Drawback suspensão: CARF cobra tributos por resíduos acima do limite de 5%
15/09/2026 07:054 min de leituraAtualizado há 2 horas
Fonte: Contadores CNT · Síntese editorial da GL Inteligência Contábil. Veja também o nosso guia de Fiscal e Obrigações, atualizado a cada mudança de norma.
O que motivou a autuação
No caso julgado, a empresa alegava que os cacos de vidro gerados no processo de corte e lapidação tinham valor comercial muito baixo, quase irrelevante. Por isso, defendia que o descumprimento do compromisso de exportação deveria ser medido pelo valor de mercado desses resíduos, e não por outro critério. Se essa tese fosse aceita, a empresa praticamente não teria descumprido nada, já que o valor das sobras era pequeno.

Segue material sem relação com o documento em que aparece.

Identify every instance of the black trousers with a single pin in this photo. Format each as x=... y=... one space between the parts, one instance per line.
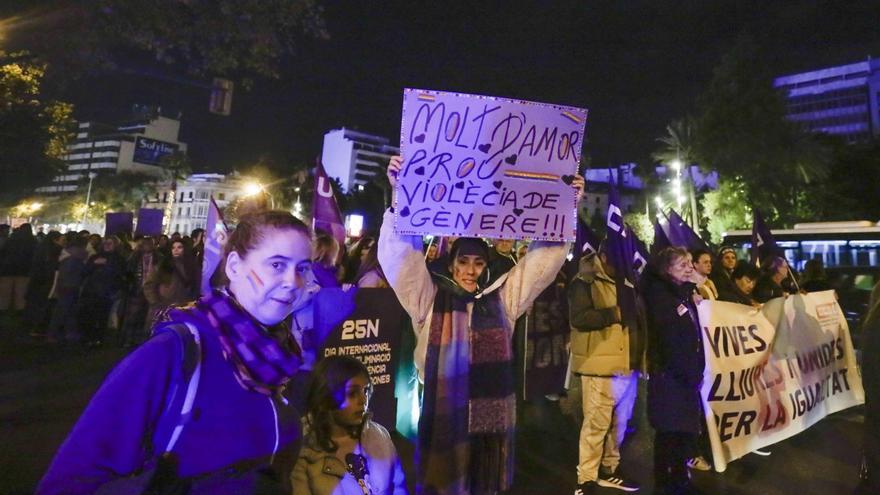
x=672 y=449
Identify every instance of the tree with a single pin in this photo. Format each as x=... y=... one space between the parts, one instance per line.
x=726 y=208
x=742 y=132
x=677 y=147
x=33 y=130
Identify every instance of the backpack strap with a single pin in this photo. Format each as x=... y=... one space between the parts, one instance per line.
x=184 y=386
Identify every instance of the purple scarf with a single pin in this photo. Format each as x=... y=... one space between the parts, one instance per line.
x=466 y=429
x=263 y=359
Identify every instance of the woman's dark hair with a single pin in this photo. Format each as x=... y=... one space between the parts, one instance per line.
x=771 y=264
x=471 y=244
x=252 y=227
x=187 y=269
x=326 y=392
x=666 y=257
x=698 y=252
x=745 y=269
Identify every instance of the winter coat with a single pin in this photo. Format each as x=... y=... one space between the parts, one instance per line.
x=69 y=276
x=600 y=344
x=675 y=356
x=766 y=289
x=163 y=290
x=403 y=262
x=734 y=294
x=318 y=472
x=102 y=280
x=234 y=434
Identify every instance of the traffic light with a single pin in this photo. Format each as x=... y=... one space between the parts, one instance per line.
x=221 y=96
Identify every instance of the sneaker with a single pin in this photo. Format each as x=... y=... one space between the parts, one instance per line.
x=699 y=463
x=618 y=481
x=588 y=488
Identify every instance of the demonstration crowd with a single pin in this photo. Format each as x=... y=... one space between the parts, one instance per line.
x=206 y=403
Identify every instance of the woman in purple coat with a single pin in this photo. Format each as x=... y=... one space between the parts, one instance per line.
x=239 y=435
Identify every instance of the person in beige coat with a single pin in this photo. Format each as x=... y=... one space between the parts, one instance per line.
x=607 y=352
x=344 y=452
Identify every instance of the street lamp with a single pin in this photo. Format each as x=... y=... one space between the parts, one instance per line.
x=92 y=176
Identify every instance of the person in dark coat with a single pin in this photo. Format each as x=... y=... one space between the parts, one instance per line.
x=15 y=264
x=45 y=263
x=65 y=291
x=138 y=268
x=675 y=365
x=243 y=437
x=774 y=272
x=813 y=278
x=102 y=281
x=722 y=270
x=744 y=277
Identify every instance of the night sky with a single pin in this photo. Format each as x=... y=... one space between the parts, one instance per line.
x=636 y=65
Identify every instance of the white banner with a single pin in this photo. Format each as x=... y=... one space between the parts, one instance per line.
x=773 y=372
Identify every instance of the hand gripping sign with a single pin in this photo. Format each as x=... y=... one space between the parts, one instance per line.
x=487 y=166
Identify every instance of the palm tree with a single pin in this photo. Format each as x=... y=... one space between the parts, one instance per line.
x=678 y=147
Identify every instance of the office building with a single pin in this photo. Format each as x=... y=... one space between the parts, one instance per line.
x=842 y=100
x=139 y=145
x=355 y=157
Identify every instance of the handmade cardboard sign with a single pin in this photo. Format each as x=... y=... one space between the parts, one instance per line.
x=487 y=166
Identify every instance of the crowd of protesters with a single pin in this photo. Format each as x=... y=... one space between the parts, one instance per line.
x=464 y=296
x=72 y=287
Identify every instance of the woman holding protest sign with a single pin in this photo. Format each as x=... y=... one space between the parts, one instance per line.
x=198 y=408
x=675 y=366
x=464 y=353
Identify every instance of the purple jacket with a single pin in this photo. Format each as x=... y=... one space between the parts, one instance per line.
x=230 y=427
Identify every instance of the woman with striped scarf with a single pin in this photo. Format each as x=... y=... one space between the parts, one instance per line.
x=464 y=328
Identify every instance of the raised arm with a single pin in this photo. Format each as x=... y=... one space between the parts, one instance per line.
x=536 y=271
x=402 y=261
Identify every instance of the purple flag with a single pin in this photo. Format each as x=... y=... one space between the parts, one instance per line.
x=618 y=250
x=325 y=210
x=681 y=234
x=215 y=240
x=661 y=240
x=639 y=253
x=118 y=222
x=586 y=243
x=763 y=243
x=149 y=222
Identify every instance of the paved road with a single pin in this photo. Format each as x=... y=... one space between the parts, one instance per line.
x=43 y=390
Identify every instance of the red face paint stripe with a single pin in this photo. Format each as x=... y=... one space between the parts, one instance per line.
x=257 y=278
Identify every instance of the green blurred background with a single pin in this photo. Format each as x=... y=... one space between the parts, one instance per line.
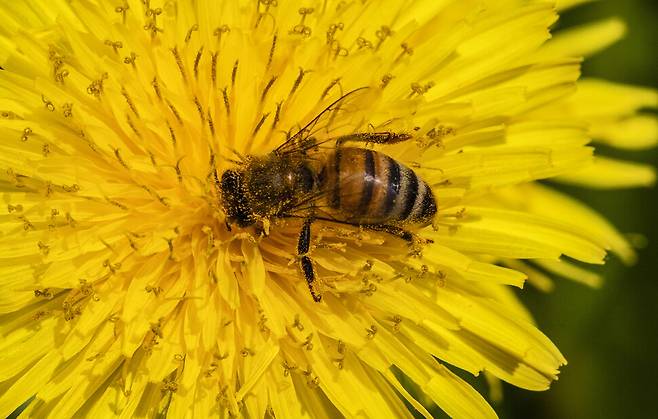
x=610 y=335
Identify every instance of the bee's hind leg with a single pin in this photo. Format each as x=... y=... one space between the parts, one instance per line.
x=303 y=246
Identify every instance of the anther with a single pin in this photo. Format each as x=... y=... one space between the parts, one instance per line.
x=96 y=87
x=199 y=109
x=220 y=31
x=234 y=73
x=197 y=60
x=156 y=87
x=386 y=79
x=271 y=56
x=70 y=220
x=211 y=124
x=287 y=368
x=116 y=45
x=155 y=290
x=179 y=63
x=267 y=88
x=277 y=115
x=131 y=104
x=14 y=208
x=26 y=134
x=27 y=225
x=226 y=101
x=175 y=112
x=169 y=385
x=123 y=9
x=260 y=124
x=333 y=83
x=49 y=104
x=297 y=324
x=308 y=344
x=67 y=110
x=396 y=323
x=371 y=332
x=172 y=134
x=44 y=293
x=213 y=68
x=364 y=43
x=130 y=59
x=117 y=153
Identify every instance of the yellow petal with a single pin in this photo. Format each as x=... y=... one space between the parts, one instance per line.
x=606 y=173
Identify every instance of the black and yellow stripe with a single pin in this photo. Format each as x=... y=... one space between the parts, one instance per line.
x=368 y=187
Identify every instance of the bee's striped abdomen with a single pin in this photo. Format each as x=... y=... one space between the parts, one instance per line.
x=367 y=187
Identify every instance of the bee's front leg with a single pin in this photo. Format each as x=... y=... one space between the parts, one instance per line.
x=306 y=264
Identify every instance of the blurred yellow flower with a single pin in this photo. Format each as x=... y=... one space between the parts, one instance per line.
x=123 y=293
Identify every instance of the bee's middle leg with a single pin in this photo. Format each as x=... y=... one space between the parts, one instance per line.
x=303 y=246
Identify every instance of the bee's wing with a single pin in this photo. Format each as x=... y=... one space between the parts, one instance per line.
x=302 y=140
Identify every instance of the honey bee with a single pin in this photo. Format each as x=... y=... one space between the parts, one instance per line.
x=356 y=186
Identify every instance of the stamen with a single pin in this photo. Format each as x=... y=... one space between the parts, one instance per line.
x=260 y=124
x=67 y=110
x=131 y=104
x=271 y=56
x=194 y=28
x=123 y=9
x=372 y=331
x=196 y=63
x=213 y=68
x=26 y=134
x=172 y=134
x=333 y=83
x=45 y=249
x=175 y=112
x=116 y=45
x=331 y=32
x=199 y=109
x=132 y=126
x=220 y=31
x=277 y=115
x=298 y=81
x=362 y=42
x=226 y=101
x=406 y=50
x=234 y=73
x=96 y=87
x=49 y=104
x=386 y=79
x=267 y=88
x=211 y=124
x=130 y=59
x=116 y=203
x=156 y=87
x=381 y=34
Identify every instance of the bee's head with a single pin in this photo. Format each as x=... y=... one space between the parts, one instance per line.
x=234 y=198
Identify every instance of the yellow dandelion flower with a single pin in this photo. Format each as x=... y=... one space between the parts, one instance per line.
x=136 y=281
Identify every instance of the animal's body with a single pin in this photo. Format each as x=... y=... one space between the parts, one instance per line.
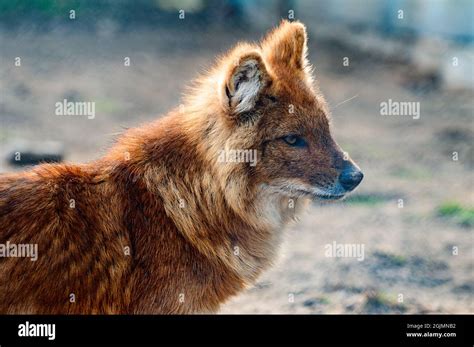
x=160 y=224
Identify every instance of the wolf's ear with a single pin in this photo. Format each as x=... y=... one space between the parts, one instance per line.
x=245 y=79
x=286 y=45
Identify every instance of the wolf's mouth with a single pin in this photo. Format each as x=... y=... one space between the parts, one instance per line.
x=319 y=196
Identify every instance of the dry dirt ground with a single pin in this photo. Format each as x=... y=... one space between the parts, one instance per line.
x=417 y=259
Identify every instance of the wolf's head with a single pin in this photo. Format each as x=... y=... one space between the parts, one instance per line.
x=268 y=102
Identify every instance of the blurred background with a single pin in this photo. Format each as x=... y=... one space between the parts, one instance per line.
x=414 y=212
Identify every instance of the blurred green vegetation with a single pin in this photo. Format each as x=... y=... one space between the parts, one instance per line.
x=366 y=199
x=460 y=214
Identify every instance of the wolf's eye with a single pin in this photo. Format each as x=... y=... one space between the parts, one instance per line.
x=295 y=141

O CARF, no entanto, não aceitou esse raciocínio. Segundo o colegiado, a regra que permite desprezar resíduos e subprodutos não exportados só vale quando eles não ultrapassam 5% do valor dos insumos importados, e não 5% do valor comercial dos próprios resíduos. Ou seja, o parâmetro de comparação é o preço da matéria-prima que entrou no país, não o preço de venda do que sobrou no processo produtivo. Essa diferença de interpretação foi decisiva para a manutenção da cobrança.Por que isso importa para o seu negócio
Essa distinção tem impacto direto no caixa de empresas que trabalham com drawback. Um material importado pode ter alto valor agregado, mas o resíduo gerado no processo de transformação pode valer muito pouco no mercado. Se a empresa calcular a tolerância pelo valor do resíduo, como fez a fabricante de vidros, o percentual de perda parece pequeno e dentro do limite. Mas ao usar o valor dos insumos importados como base, como determinou o CARF, a mesma quantidade de sobra pode facilmente ultrapassar os 5% permitidos, gerando cobrança retroativa de tributos.Tese da empresa
- Tolerância calculada pelo valor comercial dos resíduos gerados
- Cacos de vidro têm valor de mercado baixo
- Descumprimento seria irrelevante ou inexistente
Entendimento do CARF
- Tolerância calculada pelo valor dos insumos importados
- Resíduo acima de 5% do valor de importação gera cobrança
- Tributos suspensos tornam-se exigíveis com encargos
O que fazer para evitar esse tipo de autuação
A decisão deixa claro que o controle sobre o volume de resíduos precisa ser feito com base no valor dos insumos importados, e não no valor de venda das sobras. Empresas que operam com drawback suspensão devem ficar atentas a esse detalhe no monitoramento interno do regime.Confirme se o percentual de resíduos está sendo comparado ao valor dos insumos importados, não ao valor comercial das sobras.
Mantenha laudos técnicos e registros que comprovem o uso integral dos insumos ou o volume real de perdas.
Verifique se o projeto exportador aprovado está sendo cumprido conforme os termos originais do regime.
Antes de fechar o regime, avalie com seu contador se os limites de tolerância foram respeitados.